2. The Nerevarine is simply a soul which happened to have the exact makeup of Nerevar's by chance (or, if Argonian, by the design of the Hist for their own purposes)
3. Not likely, since dragons are very nearly all dead at the time the main character of Skyrim would have been born. The dragonborn was probably just the chance mating of two very Akatosh-heavy souls who mated and happened to get a near-purely Akatosh aligned offspring. (or, if Argonian, by the design of the Hist for their own purposes)
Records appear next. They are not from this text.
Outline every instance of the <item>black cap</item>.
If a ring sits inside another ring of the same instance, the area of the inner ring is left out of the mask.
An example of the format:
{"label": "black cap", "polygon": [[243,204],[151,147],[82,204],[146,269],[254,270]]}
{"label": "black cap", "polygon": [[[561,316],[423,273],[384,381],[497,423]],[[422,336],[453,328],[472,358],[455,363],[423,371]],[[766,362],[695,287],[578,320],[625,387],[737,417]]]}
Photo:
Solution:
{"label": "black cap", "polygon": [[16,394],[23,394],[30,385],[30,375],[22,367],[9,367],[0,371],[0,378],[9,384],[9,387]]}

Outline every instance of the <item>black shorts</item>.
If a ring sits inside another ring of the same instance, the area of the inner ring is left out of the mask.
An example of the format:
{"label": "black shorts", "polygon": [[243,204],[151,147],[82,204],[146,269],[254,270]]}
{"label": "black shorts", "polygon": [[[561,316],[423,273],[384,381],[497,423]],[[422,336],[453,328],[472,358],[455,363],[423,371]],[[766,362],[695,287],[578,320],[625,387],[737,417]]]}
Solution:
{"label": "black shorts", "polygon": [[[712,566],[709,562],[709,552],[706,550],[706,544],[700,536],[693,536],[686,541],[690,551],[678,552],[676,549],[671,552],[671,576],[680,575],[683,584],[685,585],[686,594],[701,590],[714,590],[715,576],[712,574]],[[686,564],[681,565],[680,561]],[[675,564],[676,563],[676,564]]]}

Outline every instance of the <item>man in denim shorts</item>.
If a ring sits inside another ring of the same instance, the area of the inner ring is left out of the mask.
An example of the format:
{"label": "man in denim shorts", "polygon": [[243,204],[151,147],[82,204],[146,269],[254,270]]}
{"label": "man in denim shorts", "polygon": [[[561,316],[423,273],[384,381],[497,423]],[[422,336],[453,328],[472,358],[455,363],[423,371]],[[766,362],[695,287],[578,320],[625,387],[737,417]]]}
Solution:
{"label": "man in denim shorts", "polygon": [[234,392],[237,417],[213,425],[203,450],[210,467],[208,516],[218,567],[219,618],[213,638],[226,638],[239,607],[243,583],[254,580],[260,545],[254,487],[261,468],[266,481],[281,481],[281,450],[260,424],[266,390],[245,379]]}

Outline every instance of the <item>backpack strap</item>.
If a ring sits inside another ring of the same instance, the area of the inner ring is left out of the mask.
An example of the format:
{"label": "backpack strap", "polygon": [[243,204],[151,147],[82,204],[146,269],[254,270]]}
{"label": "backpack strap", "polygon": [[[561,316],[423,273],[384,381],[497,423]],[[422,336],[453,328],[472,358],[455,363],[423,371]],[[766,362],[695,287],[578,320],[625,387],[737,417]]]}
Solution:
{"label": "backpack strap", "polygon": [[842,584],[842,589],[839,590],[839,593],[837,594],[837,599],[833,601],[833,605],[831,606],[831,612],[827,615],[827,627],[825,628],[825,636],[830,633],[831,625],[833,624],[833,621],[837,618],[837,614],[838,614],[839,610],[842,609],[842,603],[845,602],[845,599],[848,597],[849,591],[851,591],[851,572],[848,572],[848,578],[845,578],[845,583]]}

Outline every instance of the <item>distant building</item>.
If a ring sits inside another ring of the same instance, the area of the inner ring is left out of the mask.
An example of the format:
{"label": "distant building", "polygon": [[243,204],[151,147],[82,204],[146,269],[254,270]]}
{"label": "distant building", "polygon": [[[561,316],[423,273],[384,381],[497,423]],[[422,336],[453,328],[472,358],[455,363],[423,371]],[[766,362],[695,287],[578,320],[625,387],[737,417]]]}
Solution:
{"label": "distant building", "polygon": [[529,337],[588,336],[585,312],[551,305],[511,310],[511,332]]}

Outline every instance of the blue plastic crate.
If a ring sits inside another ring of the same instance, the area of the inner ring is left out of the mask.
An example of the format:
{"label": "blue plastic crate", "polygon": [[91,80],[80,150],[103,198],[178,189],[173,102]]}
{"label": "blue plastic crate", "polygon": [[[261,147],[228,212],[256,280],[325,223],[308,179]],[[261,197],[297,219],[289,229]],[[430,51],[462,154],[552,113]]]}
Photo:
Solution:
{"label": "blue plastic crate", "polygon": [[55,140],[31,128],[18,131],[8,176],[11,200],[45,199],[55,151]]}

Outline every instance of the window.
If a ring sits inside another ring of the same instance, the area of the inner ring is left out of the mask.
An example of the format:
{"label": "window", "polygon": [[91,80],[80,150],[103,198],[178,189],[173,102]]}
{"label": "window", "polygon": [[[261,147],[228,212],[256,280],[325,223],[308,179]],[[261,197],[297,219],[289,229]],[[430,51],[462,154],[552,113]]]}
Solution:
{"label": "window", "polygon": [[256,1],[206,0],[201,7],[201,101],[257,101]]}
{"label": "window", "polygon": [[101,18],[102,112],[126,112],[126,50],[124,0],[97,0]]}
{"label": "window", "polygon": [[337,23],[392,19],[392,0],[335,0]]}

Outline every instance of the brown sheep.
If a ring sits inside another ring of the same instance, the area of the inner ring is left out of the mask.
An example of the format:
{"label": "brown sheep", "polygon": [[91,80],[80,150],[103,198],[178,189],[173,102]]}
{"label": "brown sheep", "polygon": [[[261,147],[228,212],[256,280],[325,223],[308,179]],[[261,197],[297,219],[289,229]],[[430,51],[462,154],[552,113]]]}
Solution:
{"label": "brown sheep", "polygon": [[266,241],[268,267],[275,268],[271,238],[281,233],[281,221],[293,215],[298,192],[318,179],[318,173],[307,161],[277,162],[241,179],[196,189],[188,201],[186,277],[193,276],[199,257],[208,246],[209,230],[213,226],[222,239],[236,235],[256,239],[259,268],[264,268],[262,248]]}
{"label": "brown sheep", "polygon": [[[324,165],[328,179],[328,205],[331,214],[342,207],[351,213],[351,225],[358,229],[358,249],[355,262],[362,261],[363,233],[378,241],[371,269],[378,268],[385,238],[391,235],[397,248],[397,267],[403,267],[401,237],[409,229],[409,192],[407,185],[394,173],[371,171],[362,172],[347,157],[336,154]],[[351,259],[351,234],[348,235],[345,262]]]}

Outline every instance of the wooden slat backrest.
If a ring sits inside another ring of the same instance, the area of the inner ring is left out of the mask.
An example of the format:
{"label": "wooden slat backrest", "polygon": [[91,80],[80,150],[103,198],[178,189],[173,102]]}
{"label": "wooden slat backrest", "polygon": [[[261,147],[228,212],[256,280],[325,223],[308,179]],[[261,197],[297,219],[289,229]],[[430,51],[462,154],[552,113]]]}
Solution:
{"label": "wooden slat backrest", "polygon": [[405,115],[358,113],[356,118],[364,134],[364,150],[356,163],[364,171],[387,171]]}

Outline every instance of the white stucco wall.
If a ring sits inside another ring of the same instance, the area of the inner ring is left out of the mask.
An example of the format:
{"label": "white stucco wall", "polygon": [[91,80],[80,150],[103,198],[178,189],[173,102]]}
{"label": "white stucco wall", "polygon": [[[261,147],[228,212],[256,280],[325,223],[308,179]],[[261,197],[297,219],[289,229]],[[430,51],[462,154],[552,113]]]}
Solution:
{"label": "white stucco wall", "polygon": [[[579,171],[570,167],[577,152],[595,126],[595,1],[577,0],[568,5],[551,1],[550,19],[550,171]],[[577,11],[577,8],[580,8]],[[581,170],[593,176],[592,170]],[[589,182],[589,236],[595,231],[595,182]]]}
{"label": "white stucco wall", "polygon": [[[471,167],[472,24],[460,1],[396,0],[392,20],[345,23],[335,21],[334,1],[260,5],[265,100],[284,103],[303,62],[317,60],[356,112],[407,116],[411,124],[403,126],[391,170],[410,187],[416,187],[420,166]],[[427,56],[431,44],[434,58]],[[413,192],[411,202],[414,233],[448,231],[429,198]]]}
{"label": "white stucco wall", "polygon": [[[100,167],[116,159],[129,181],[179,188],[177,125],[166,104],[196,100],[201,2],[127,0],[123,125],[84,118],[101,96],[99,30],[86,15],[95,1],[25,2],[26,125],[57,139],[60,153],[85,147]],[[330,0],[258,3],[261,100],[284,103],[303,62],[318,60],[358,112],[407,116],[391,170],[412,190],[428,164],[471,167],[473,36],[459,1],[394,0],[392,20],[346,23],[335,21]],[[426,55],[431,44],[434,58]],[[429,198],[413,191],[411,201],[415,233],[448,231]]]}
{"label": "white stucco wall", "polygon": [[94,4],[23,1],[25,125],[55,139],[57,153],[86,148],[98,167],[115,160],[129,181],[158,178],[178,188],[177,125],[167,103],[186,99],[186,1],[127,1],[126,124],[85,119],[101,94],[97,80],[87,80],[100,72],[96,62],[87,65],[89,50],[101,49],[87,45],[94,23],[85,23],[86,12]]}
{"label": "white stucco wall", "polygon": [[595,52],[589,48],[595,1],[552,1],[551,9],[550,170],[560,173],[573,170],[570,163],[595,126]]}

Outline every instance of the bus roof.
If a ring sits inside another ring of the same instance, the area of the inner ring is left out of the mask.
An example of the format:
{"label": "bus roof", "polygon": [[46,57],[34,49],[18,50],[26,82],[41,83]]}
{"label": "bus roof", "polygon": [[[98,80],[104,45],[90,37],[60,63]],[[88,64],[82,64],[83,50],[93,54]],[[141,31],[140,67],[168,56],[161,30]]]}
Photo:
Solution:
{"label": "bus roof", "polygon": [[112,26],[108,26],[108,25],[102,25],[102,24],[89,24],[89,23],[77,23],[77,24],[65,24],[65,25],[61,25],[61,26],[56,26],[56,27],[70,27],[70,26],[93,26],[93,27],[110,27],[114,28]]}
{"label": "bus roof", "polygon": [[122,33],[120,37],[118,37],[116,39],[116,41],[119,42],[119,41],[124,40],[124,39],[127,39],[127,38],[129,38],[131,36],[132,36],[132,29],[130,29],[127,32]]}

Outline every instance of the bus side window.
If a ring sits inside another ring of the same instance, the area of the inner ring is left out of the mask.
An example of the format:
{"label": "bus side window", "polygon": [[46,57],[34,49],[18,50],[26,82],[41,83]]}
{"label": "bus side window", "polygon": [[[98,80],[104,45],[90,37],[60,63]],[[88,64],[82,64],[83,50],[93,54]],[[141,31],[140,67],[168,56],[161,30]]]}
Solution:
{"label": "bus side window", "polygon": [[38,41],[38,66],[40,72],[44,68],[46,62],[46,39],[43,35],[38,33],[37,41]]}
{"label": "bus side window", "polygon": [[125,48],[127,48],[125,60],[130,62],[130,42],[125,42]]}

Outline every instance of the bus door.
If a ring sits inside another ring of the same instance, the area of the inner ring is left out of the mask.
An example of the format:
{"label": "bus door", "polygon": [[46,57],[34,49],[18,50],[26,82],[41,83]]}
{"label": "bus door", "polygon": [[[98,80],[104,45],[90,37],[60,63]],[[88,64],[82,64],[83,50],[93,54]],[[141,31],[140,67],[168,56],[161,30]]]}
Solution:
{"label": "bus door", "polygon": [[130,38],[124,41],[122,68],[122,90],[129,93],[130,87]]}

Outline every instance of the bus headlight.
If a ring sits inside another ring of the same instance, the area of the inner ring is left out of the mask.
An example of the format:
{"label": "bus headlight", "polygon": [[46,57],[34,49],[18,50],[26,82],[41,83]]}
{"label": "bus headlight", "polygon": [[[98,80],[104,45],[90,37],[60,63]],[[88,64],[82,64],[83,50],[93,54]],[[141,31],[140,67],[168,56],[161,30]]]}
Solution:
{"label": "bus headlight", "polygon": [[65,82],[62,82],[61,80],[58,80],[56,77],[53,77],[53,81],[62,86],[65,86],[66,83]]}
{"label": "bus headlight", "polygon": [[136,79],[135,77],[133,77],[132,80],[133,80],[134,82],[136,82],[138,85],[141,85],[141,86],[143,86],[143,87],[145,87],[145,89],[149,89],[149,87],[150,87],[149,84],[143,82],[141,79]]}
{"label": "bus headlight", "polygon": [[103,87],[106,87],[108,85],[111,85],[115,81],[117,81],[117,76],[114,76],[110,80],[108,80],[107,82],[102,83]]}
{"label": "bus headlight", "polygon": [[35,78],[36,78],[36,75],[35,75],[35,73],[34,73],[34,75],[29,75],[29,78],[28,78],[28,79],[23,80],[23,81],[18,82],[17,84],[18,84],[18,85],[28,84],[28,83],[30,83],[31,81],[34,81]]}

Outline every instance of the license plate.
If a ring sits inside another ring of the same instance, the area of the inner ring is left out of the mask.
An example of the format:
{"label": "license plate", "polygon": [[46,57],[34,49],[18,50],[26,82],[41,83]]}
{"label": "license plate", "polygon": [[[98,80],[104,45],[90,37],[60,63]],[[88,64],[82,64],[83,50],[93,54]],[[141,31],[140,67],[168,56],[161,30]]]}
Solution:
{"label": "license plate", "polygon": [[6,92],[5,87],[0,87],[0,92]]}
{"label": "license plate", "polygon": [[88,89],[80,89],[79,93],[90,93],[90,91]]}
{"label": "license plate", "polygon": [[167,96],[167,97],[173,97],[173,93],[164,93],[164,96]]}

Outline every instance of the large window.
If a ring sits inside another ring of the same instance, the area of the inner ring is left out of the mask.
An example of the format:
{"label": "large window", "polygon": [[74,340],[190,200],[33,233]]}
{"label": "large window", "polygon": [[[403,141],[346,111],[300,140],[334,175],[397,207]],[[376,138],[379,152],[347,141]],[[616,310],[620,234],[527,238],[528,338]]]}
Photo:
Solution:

4. EDIT: misread the question. It's not clear what happens to a soul with "noplace to go". I theorize that Dragonborn began to be born because of the wealth of Akatosh-aligned energy without places to go created by the death of dragons and the fact that dragons don't have the ability to reproduce, increasing the available pool of said energy. There's likely a supply/demand mechanic at play here, so the soul that makes up a fetus is based partially on the makeup of the souls of the parents, but also has some connection to the soul energy available.
5. Yes, in the sense that a personality is based on the makeup of the soul.
When a Dragonborn dies, are the souls he devoured released, or do they stay amalgamated to his soul?
Souls are divisible; all souls are fragments of the Godhead via several subgradients and recombinations thereof. The energy will likely stay together in the short term, since they aren't many dragons being resurrected or dragonborn being born, and they thus have noplace else to go.
When a Dragonborn is slain by another Dragonborn, is his soul devoured?
Yes, dragonborn can absorb the souls of other dragonborn. This how Martin Septim absorbed the souls of his ancestors when he shattered the Amulet of Kings. Presumably, dragons can absorb the souls of other dragons.
Do the devoured souls inhabit some kind of "inner realm" of the Dragonborn, the kind of inner realm which has been visited by the Dragonborn inside Azura's star?
The souls are integrated into the soul of the Dragonborn... but really, all realms (including Mundus) are just illusions created by the souls that inhabit them... so yes, the absorbed souls may well experience the process as some kind of weird afterlife, just as the souls absorbed by the Daedra experience their new state, and the souls absorbed into Sovngarde.
Is there a huge "inner realm" inside geode veins? Does it already contain some souls?
If there are no souls there, there is no realm, since as I noted, all reality is simply a projection of the souls that inhabit it.
Is the "soul" of a Dragon really devoured by a dragonborn, or is it just some part of the Dragon's knowledge? (After all, if the absorption was complete, one would expect that the Dragonborn would have acquired quickly a huge knowledge about the Dragon wars upon slaining his first Dragon...)
Absorbing a soul is not the same as absorbing the memories. Note that killing dragons doesn't teach you any new dragon words, it simply gives you the power to
use those words.
My hypothesis has been, for some time, that the various godly-aligned afterlives are temporary halters on re-integration. You have 'til the kalpa ends, buddy, then you go back in the slop pot.
Well at the end of the Kalpa,
everything is reintegrated... or mostly everything, at any rate. That's what Alduin does, that's his function, to go around and forceably reintegrate (ie "eat") everything to reform the Godhead, which means swallowing up Mundus, all the mortals therein, all the various realms of Oblivion (and all the souls absorbed by them), as well as Magnus and the other lesser entities that swim around in Aetherius, whatever state they're in. Once everything's been swallowed up into one being, that being is the Godhead, who then starts to split up once more.